The parts of this report that relate to Exploration Results, Mineral Resources and Ore Reserves were compiled by Barry Cahill using that data. He is a Member of the Australasian Institute of Mining and Metallurgy and has sufficient experience which is relevant to the style of mineralisation and type of deposit under consideration and to the activity which they are undertaking to qualify as a Competent Person as defined in the 2004 Edition of the "Australasian Code for Reporting of Exploration Results, Mineral Resources and Ore Reserves". He has consented to the inclusion in the report of the matters based on this information in the form and context in which it appears.
Forward-Looking Statements
This regulatory news release contains certain forward looking statements, which include assumptions with respect to future plans, results and capital expenditures. The reader is cautioned that assumptions used in the preparation of such information may prove to be incorrect. All such forward looking statements involve substantial known and unknown risks and uncertainties, certain of which are beyond the Company's control. Please refer to the Company's Admission Document available from the Company's web site for a list of risk factors. The Company's actual results could differ materially from those expressed in, or implied by, these forward-looking statements and, accordingly, no assurances can be given that any of the events anticipated by the forward-looking statements will transpire or occur, or if any of them do so, what benefits the Company will derive there from. All subsequent forward-looking statements, whether written or oral, attributable to the Company or persons acting on its behalf are expressly qualified in their entirety by these cautionary statements. Furthermore, the forward-looking statements contained in this news release are made as at the date of this news release.
* * ENDS * *
For further information visit www.norsemangoldplc.com or contact:
Barry Cahill Norseman Gold Plc Tel: +61 (0) 8 9473 2200
Guy Wilkes Ocean Equities Ltd Tel: 020 7786 4370
William Vandyk Astaire Securities Plc Tel: 020 7448 4400
Hugo de Salis St Brides Media & Finance Ltd Tel: 020 7236 1177
E-mail [email protected]
Note to editors:
Norseman Gold plc is an AIM listed and ASX listed Australian gold production company, which acquired the Norseman Gold Project in May 2007, Australia's longest continually running gold operation. The Norseman Gold Project is located in the Eastern Goldfields of Western Australia in the highly prospective Norseman-Wiluna greenstone belt, 725km east of Perth and 186km from Kalgoorlie.

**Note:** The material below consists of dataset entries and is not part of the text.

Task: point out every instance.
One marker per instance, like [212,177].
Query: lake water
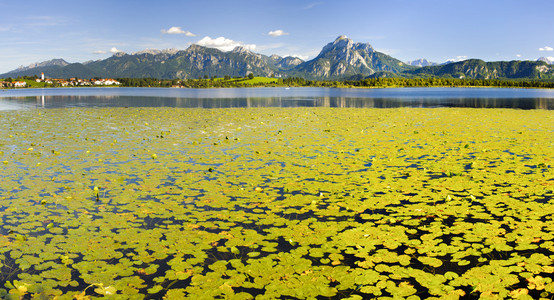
[145,194]
[277,97]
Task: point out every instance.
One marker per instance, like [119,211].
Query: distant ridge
[338,60]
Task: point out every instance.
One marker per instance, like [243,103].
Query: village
[51,82]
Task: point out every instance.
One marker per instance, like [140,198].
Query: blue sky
[439,30]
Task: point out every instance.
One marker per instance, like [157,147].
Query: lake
[314,193]
[278,97]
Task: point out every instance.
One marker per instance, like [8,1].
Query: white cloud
[177,30]
[277,32]
[457,59]
[223,44]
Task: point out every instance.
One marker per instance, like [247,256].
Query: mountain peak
[240,49]
[422,62]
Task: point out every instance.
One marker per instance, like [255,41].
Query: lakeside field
[252,81]
[276,202]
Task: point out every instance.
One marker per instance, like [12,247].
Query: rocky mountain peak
[422,62]
[241,50]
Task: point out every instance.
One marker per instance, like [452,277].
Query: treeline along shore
[251,81]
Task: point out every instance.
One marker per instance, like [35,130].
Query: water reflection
[301,97]
[129,101]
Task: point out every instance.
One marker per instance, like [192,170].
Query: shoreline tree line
[251,81]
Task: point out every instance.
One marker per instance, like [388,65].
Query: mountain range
[338,60]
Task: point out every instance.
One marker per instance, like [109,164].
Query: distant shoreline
[250,82]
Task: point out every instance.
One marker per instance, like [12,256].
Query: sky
[438,30]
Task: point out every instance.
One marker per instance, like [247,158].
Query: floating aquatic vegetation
[276,203]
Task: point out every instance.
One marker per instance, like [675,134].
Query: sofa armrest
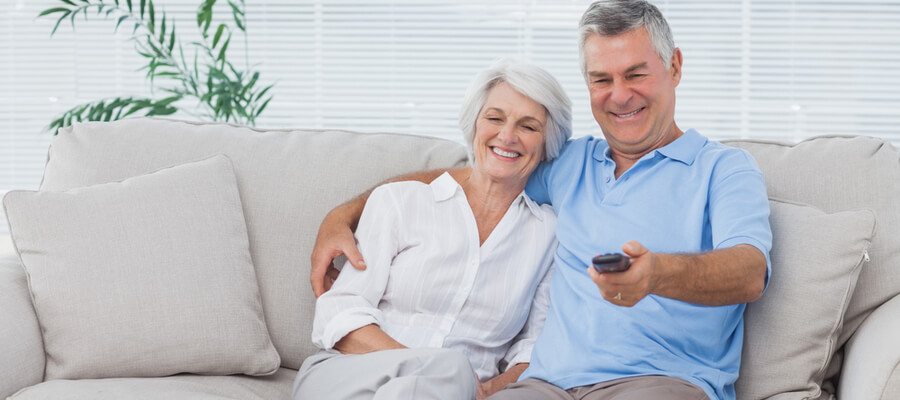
[22,356]
[871,367]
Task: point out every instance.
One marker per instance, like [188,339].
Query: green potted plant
[207,84]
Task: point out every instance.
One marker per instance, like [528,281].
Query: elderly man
[690,213]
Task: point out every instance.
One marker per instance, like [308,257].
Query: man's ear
[675,66]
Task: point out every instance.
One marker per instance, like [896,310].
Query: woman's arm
[352,304]
[335,235]
[367,339]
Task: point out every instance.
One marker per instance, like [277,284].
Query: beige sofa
[828,323]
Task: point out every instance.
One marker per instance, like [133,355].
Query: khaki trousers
[636,388]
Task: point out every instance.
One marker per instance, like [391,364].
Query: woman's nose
[507,133]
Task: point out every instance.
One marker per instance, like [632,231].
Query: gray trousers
[637,388]
[386,375]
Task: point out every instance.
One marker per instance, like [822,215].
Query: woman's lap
[389,374]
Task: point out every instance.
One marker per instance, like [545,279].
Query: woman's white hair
[531,81]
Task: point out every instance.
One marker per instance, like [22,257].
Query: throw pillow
[791,332]
[150,276]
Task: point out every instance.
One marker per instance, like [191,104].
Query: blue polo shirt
[691,196]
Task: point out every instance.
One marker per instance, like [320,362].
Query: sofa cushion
[791,332]
[193,387]
[150,276]
[23,360]
[288,181]
[835,173]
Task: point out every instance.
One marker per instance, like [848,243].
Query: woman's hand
[491,386]
[367,339]
[335,238]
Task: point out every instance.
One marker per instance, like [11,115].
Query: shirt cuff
[519,352]
[345,322]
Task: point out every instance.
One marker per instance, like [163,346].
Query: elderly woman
[458,269]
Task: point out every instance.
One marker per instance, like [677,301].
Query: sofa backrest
[840,173]
[288,180]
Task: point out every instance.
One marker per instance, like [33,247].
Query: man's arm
[335,235]
[719,277]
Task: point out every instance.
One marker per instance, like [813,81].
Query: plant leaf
[224,48]
[152,15]
[122,18]
[218,34]
[162,31]
[54,10]
[172,41]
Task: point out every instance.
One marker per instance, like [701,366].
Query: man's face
[632,92]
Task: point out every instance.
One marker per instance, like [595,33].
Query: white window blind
[774,69]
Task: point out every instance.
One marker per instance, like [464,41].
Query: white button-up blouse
[430,284]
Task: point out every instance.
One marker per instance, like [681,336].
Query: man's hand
[489,387]
[629,287]
[720,277]
[335,237]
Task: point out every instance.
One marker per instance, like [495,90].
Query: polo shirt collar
[684,149]
[445,187]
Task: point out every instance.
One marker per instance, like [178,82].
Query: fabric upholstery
[840,173]
[22,362]
[872,363]
[288,181]
[834,174]
[791,332]
[150,276]
[193,387]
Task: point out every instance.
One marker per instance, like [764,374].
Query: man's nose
[621,93]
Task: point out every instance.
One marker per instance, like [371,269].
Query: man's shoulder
[723,155]
[582,147]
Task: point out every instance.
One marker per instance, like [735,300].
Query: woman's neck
[488,198]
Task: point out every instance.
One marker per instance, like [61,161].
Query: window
[774,69]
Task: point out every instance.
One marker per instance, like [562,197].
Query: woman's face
[509,135]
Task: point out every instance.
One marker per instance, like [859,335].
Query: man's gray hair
[531,81]
[614,17]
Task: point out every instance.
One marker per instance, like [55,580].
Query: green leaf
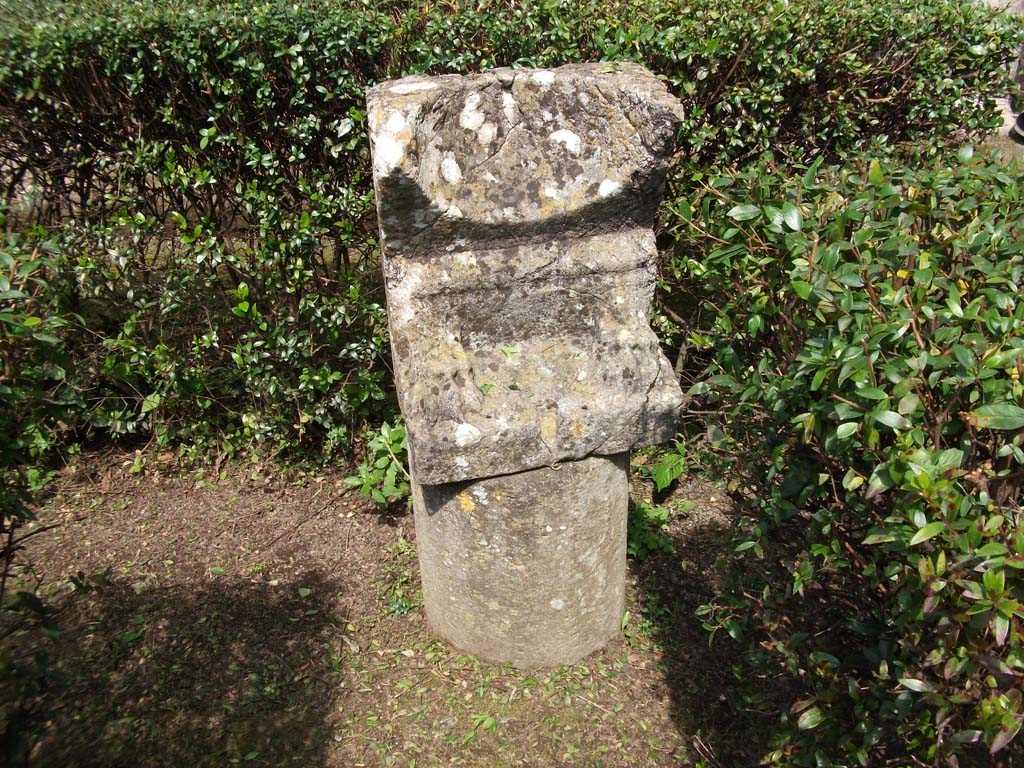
[913,684]
[794,219]
[999,416]
[846,429]
[930,530]
[152,401]
[811,718]
[803,289]
[875,173]
[743,212]
[891,419]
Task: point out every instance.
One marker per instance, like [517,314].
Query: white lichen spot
[403,88]
[510,108]
[400,295]
[486,133]
[395,122]
[544,78]
[472,118]
[466,434]
[568,139]
[451,170]
[388,153]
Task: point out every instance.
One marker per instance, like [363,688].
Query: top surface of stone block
[513,154]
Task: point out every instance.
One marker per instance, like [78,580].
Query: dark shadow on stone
[634,206]
[218,673]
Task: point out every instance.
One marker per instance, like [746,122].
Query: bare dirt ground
[272,619]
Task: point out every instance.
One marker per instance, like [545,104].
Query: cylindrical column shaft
[527,567]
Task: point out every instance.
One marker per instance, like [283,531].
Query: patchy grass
[240,619]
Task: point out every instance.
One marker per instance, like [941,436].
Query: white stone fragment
[403,88]
[466,434]
[510,108]
[486,133]
[472,118]
[544,78]
[395,122]
[566,137]
[388,153]
[451,170]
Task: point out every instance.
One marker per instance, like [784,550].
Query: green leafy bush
[35,398]
[866,336]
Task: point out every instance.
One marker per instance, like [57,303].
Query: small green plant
[397,586]
[382,474]
[646,529]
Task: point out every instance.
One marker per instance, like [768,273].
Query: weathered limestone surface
[515,211]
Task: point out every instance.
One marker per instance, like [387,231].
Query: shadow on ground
[725,715]
[229,672]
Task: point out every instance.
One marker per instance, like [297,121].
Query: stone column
[515,211]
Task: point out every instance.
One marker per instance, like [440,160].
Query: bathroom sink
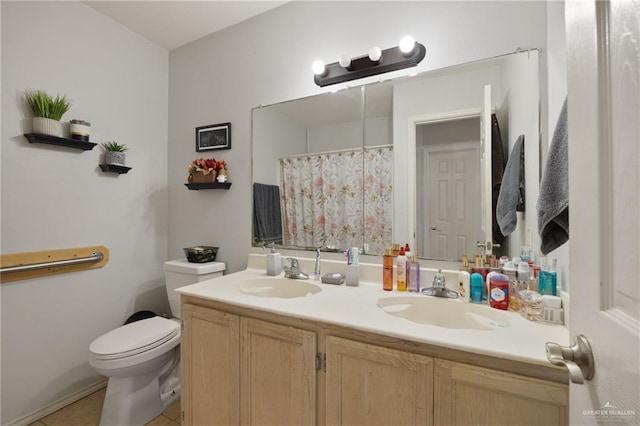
[446,313]
[285,288]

Gold was first found on the Norseman field in 1894 and over the last 65 years it has produced over 5.5 million oz of gold. The mine is currently producing from two high-grade narrow-vein underground mines - the Bullen and the Harlequin. Currently, it has a total resource inventory of 3.7 million oz of gold at an average grade of 5.5 g/t.

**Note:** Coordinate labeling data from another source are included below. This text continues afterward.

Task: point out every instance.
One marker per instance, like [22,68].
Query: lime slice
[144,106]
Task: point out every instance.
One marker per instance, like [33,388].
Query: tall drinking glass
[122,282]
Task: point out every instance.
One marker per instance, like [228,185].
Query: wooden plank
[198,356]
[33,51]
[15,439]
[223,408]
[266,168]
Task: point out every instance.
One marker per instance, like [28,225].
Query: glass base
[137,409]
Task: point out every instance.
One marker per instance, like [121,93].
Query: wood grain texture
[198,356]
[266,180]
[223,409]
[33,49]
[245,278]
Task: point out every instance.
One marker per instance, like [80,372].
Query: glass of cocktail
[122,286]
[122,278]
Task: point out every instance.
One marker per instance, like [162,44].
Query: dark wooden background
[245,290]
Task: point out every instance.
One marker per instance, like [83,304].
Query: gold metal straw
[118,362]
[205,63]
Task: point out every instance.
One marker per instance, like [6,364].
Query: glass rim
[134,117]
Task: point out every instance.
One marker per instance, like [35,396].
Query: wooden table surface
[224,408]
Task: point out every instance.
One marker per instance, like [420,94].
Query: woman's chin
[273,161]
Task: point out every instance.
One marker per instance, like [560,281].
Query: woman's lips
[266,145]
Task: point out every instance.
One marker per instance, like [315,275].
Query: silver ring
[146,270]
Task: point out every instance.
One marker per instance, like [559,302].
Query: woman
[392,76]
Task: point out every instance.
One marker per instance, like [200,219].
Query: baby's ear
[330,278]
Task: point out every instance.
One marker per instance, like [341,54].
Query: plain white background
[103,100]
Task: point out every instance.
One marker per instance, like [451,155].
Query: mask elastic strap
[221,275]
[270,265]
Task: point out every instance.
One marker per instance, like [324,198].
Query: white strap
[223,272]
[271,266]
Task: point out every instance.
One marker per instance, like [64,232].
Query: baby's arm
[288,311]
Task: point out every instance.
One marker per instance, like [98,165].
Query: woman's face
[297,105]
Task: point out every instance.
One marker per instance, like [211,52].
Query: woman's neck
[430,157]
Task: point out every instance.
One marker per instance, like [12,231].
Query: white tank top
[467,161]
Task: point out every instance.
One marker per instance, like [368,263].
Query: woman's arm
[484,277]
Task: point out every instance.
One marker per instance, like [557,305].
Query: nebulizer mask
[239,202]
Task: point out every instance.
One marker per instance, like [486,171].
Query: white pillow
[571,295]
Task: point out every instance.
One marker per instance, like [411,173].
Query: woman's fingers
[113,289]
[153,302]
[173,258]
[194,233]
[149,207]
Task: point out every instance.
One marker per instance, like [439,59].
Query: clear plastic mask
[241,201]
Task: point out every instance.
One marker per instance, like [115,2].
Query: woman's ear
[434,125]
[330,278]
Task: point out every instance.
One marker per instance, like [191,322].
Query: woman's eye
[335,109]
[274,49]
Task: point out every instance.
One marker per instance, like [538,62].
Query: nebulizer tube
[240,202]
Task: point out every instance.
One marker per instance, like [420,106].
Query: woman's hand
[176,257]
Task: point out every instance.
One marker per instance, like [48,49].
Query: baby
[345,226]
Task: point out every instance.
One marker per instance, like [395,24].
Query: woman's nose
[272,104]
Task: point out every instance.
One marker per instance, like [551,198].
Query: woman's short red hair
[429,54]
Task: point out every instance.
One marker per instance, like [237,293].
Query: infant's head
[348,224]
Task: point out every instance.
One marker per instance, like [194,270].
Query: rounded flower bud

The tenements cover a 1,614 sq km area centred on the Norseman Township. The landholding comprises 179 contiguous tenements consisting of 13 Exploration Licences, 106 Mining Licences, 45 Prospecting Licences, 15 Miscellaneous Licences and 29 Mining Lease Applications.

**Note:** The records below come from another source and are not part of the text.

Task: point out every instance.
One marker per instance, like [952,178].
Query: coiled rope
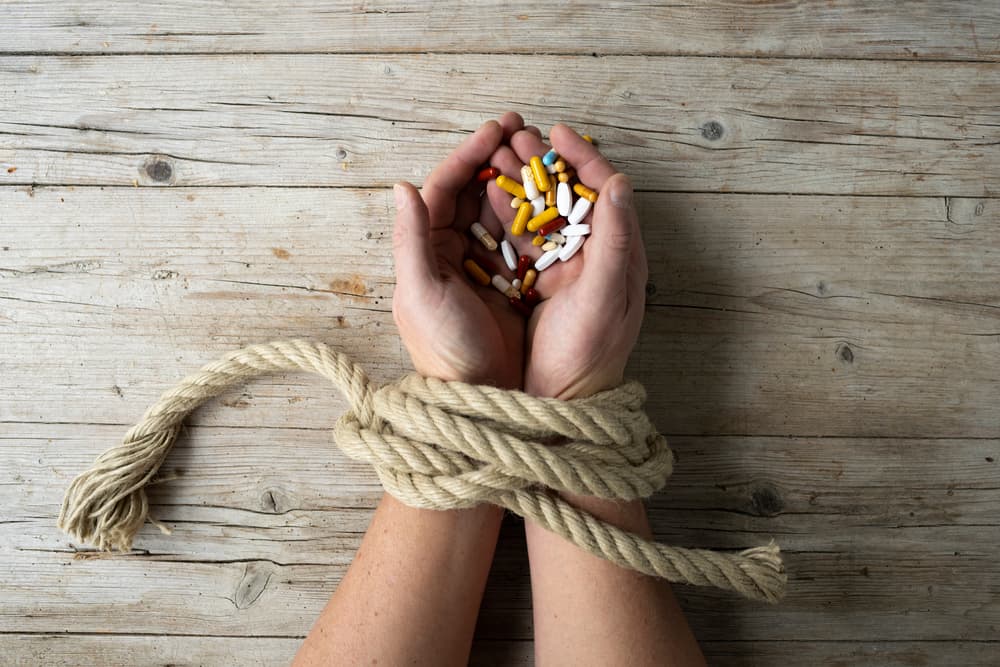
[444,445]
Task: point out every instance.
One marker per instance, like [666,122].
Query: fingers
[450,177]
[591,167]
[610,251]
[411,241]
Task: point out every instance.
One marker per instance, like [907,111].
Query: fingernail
[399,194]
[621,193]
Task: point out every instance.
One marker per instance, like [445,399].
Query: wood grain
[689,124]
[884,29]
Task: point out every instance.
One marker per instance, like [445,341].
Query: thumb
[615,230]
[416,266]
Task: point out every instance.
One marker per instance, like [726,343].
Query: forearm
[413,591]
[590,611]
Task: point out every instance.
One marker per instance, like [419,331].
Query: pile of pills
[546,206]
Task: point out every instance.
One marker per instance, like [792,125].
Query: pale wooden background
[822,341]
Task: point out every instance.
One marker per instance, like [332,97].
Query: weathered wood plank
[860,316]
[692,124]
[812,28]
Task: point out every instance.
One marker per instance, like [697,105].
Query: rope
[444,445]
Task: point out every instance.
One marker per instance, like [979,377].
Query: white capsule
[539,204]
[483,235]
[579,212]
[575,230]
[572,245]
[564,199]
[546,260]
[509,254]
[528,181]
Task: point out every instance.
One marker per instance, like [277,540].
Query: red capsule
[520,306]
[553,226]
[523,264]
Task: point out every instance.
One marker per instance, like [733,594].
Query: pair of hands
[578,339]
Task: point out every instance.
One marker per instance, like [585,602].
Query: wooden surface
[822,341]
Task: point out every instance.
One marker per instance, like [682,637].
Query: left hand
[452,328]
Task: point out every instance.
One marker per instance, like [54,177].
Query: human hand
[453,329]
[580,336]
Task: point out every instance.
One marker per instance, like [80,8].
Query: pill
[484,236]
[476,272]
[509,255]
[564,199]
[541,175]
[572,245]
[487,174]
[585,192]
[520,306]
[579,212]
[530,188]
[576,230]
[552,226]
[521,218]
[546,260]
[510,185]
[523,264]
[539,205]
[547,215]
[529,280]
[503,286]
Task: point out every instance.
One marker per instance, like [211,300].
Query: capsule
[580,210]
[476,272]
[510,185]
[571,247]
[546,260]
[541,175]
[509,255]
[564,199]
[552,226]
[528,179]
[484,236]
[503,286]
[521,218]
[520,306]
[487,174]
[523,264]
[585,192]
[547,215]
[529,280]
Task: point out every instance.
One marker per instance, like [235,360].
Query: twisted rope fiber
[444,445]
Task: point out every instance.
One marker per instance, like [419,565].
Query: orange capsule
[510,185]
[476,272]
[541,174]
[547,215]
[521,218]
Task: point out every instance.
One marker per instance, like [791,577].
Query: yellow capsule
[529,280]
[476,272]
[548,215]
[585,192]
[521,218]
[541,175]
[510,185]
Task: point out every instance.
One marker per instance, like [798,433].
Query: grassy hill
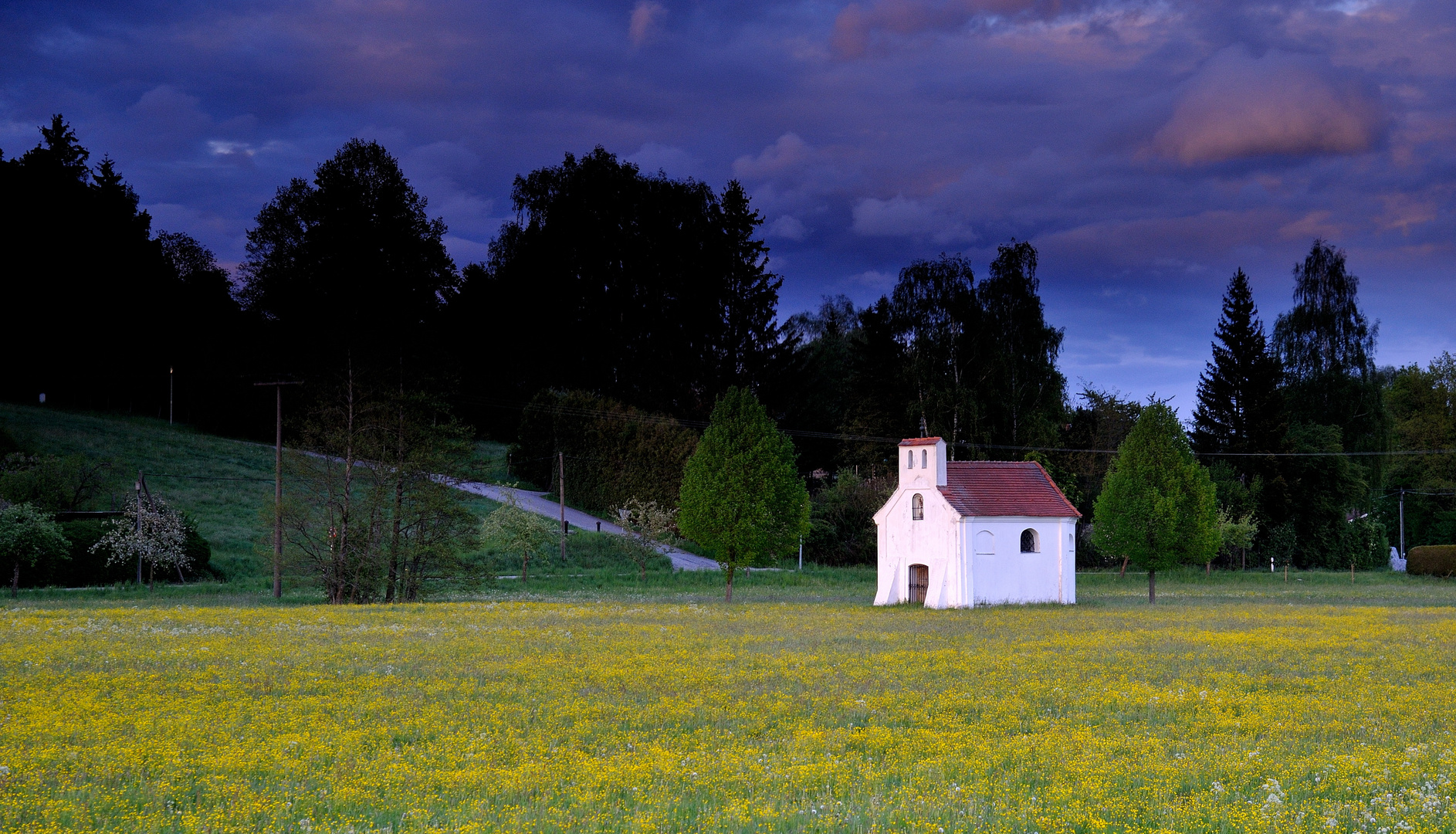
[223,483]
[228,488]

The Company's strategy is focused on extending the mine life through the conversion of resources into reserves and identifying additional resources and obtaining additional ore for the operating mill through the development of a third and subsequent mines. The Company has 15 advanced resource projects under review of which three have pre-development work being undertaken on them. It is anticipated that at least one if not all the pre-development projects will develop into mining propositions.